If a primitive patch A has a pre-context a, a post-context o, and a primitive patch B has a pre-context o, a post-context b, then we can combine two patches to obtain a sequential patch AB with the pre-context a and the post-context b.

Every primitive patch (x)-A->(y) has an inverse (y)-A^{-1}->(x), such that (x)-A->(y)-A^{-1}->(x) is equivalent to the identity patch (x)-1->(x).

In the next sections we will see how those things are implemented in darcs.

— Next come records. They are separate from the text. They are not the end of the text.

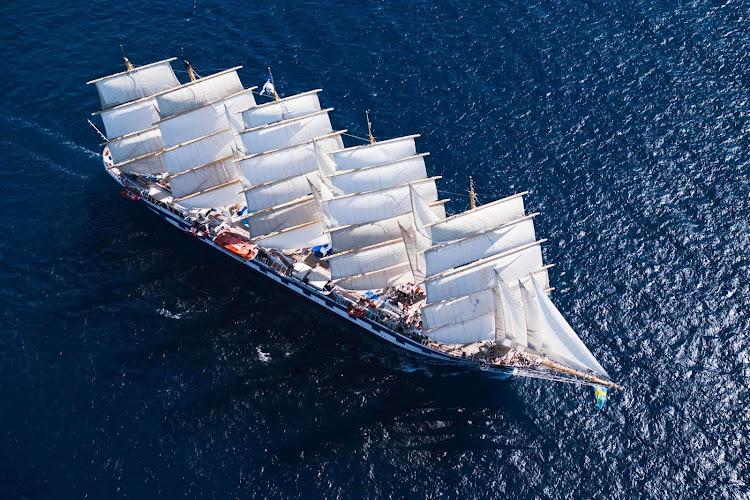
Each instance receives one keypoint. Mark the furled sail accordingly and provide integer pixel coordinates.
(294, 213)
(302, 236)
(202, 164)
(371, 233)
(199, 151)
(137, 83)
(557, 336)
(148, 164)
(134, 145)
(206, 119)
(510, 320)
(376, 280)
(466, 332)
(270, 194)
(279, 164)
(286, 133)
(373, 206)
(203, 177)
(294, 106)
(382, 176)
(130, 117)
(368, 259)
(458, 310)
(217, 196)
(376, 153)
(510, 265)
(479, 246)
(481, 219)
(197, 93)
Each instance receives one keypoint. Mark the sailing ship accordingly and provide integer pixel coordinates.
(358, 229)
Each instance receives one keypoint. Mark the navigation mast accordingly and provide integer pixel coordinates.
(472, 194)
(369, 128)
(188, 67)
(128, 65)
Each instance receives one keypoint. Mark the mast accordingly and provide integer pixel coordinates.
(472, 194)
(188, 67)
(273, 86)
(369, 127)
(128, 65)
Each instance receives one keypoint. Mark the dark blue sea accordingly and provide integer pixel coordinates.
(136, 363)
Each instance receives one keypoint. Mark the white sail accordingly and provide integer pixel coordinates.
(326, 166)
(278, 192)
(137, 83)
(375, 154)
(131, 117)
(416, 259)
(450, 255)
(203, 177)
(559, 337)
(367, 259)
(511, 266)
(479, 220)
(206, 90)
(275, 111)
(304, 236)
(535, 328)
(135, 145)
(373, 206)
(459, 310)
(205, 120)
(149, 164)
(383, 176)
(199, 151)
(294, 213)
(217, 196)
(473, 330)
(422, 213)
(377, 280)
(288, 162)
(372, 233)
(287, 133)
(510, 320)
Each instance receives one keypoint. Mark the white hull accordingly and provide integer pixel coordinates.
(314, 295)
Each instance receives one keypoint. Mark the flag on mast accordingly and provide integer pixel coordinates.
(268, 87)
(601, 395)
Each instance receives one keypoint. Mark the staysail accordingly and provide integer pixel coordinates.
(213, 146)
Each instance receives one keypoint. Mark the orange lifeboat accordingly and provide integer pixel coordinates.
(236, 244)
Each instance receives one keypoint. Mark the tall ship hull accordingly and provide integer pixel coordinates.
(359, 230)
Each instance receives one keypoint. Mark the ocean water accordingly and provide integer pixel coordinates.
(134, 363)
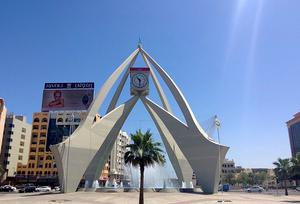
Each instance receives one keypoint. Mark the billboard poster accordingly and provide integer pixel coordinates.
(67, 96)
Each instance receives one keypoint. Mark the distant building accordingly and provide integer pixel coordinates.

Primitive patches and witnesses

A primitive patch, which constitutes a single fine grained change, can be represented as a (G)ADT:

data Prim where
Move :: FileName -> FileName -> Prim
RmFile :: FileName -> Prim
Hunk :: FileName -> Int -> ByteString -> ByteString -> Prim
RmDir :: FileName -> Prim
…

We can represent complex patches as sequences of primitive patches:

data Patch where
NilP :: Patch
PrimP :: Prim -> Patch
SeqP :: Patch -> Patch -> Patch

This seems reasonable enough. But if we implement our patch theory this way we seem to be missing something — patches have (pre- and post-) contexts. Having contexs allows us to enforce patch composition on the level of type system. Consider the following definition, which uses phantom types as type witnesses for contexts.

data Prim x y where
Move :: FileName -> FileName -> Prim x y
RmFile :: FileName -> Prim x y
AddFile :: FileName -> Prim x y
Hunk :: FileName -> Int -> ByteString -> ByteString -> Prim x y
RmDir :: FileName -> Prim x y
…

data Patch x y where
NilP :: Patch x x
PrimP :: Prim x y -> Patch x y
SeqP :: Patch x y -> Patch y z -> Patch x z

We call the types with witnesses representing pre- and post-contexts directed types. Intuitively, the directed type D x y has a “direction” from x to y, written as (x)->(y). The Prim datatype looks pretty much like the type actually used in Darcs. The Patch datatype, however, is completely artificial. We will see in the next sections how Darcs really models complex patches.

Directed programming

FL & RL

Two particularly useful directed types used in darcs are directed lists: forwards lists of the type FL a x y and reverse lists RL a x y. Forward lists “go” from the head to the tail; reverse lists “go” from the tail to the head. The lists are polymorphic over a just like regular lists.

data FL a x y where
NilFL :: FL a x x    {- The empty list stays at (x) -}
(:>:) :: a x y -> FL a y z -> FL a x z
infixr 5 :>:

For myself, I visualise forward lists like this:

(x) —a—> (y) —b—> (z) ——Nil——> (z)
a :: Patch x y
b :: Patch y z
(a :>: b :>: NilFL) :: FL Patch x z

The reverse lists are “going” from tail to head1

data RL a x y where
NilRL :: RL a x x
(:<:) :: RL a x y -> a y z -> RL a x z
infixl 5 :<:

(Mnemonically, the the head is always “greater” than the tail)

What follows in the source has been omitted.